As middleweight prospect Louis Taylor
heads towards his fight against veteran Joe Riggs
at Friday's Strikeforce Challengers 10
in Phoenix, Ariz., he can look back at his Strikeforce debut setback last year as a positive learning experience.
After all, in under a year, he's gone from losing on a Strikeforce undercard bout to headlining a Strikeforce event on Showtime. Additionally, if he beats his name opponent, the local Chicago fighter could put himself on the map nationally.
"[Riggs is] definitely the most complete fighter I've faced and I'm a big fan of his, and he's paid his dues," Taylor tells MMAFighting.com. "Right now, basically he's in my way, so it's up to me to get him out of my way and keep it moving. I'm looking at him as an opportunity I need. It's a big step up so it's up to me to prove I belong in his category or above."
Last November, Taylor competed on the second fight of the Fedor vs. Rogers undercard and lost by strikes to Nate Moore. For Taylor, currently 6-1, it was his first taste of defeat.
There were many factors that made it difficult for Taylor to fight at his best. Taylor fought injured, which forced him to fight in a southpaw stance, and also welcomed a second child to the family.
"It was crazy, last year for that November fight, it was like everything that could went wrong, went wrong," Taylor said. "It's crazy to say but it was a blessing with me losing cause it gave me a chance to go through so much adversity."
Then there was also the inexperience of fighting for a major promotion for the first time.

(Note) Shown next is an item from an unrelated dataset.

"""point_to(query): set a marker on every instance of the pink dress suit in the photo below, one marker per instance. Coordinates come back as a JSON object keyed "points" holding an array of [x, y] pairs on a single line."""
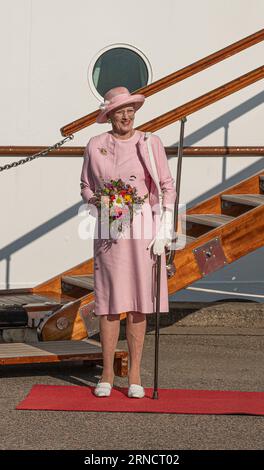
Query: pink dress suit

"For my last Strikeforce fight, I got caught up in the hype, trying to sell the fight, trying to sell myself and what I do and who I am and my swagger and all that," he said. "Right now, winning is the best thing. You could promote yourself and the fight but winning the best promotion you could do for yourself."
Born and raised in the South Side of Chicago, Taylor began wrestling during junior year of high school and during his collegiate travels considered MMA after training experiences with other wrestler-turned-MMA fighters such as Brock Lesnar, Vladimir Matyushenko and Matt Hughes.
"Everywhere I went I was just surrounded by mixed martial artists and seeing the successes that they've all had -- I coached high school wrestling -- and it was like, 'I think I want to give [MMA] a shot rather than just trying to teach," Taylor said.
Since his first MMA loss, Taylor has reeled off back-to-back wins in 2010. His most recent fight was for Bellator in April when he scored a highlight-reel head kick in 68 seconds. Taylor hopes to translate that aggressive style Friday night to a live television audience.
"I definitely need to come out on top and get a victory to showcase what I'm all about and try to gain as many fans as I can from the Phoenix [crowd] as well as the television exposure, and try my best to make myself a household figure and a name that people recognize and a talent they respect," Taylor said. "So win or lose, I'm always going to look to go out and impress the crowd."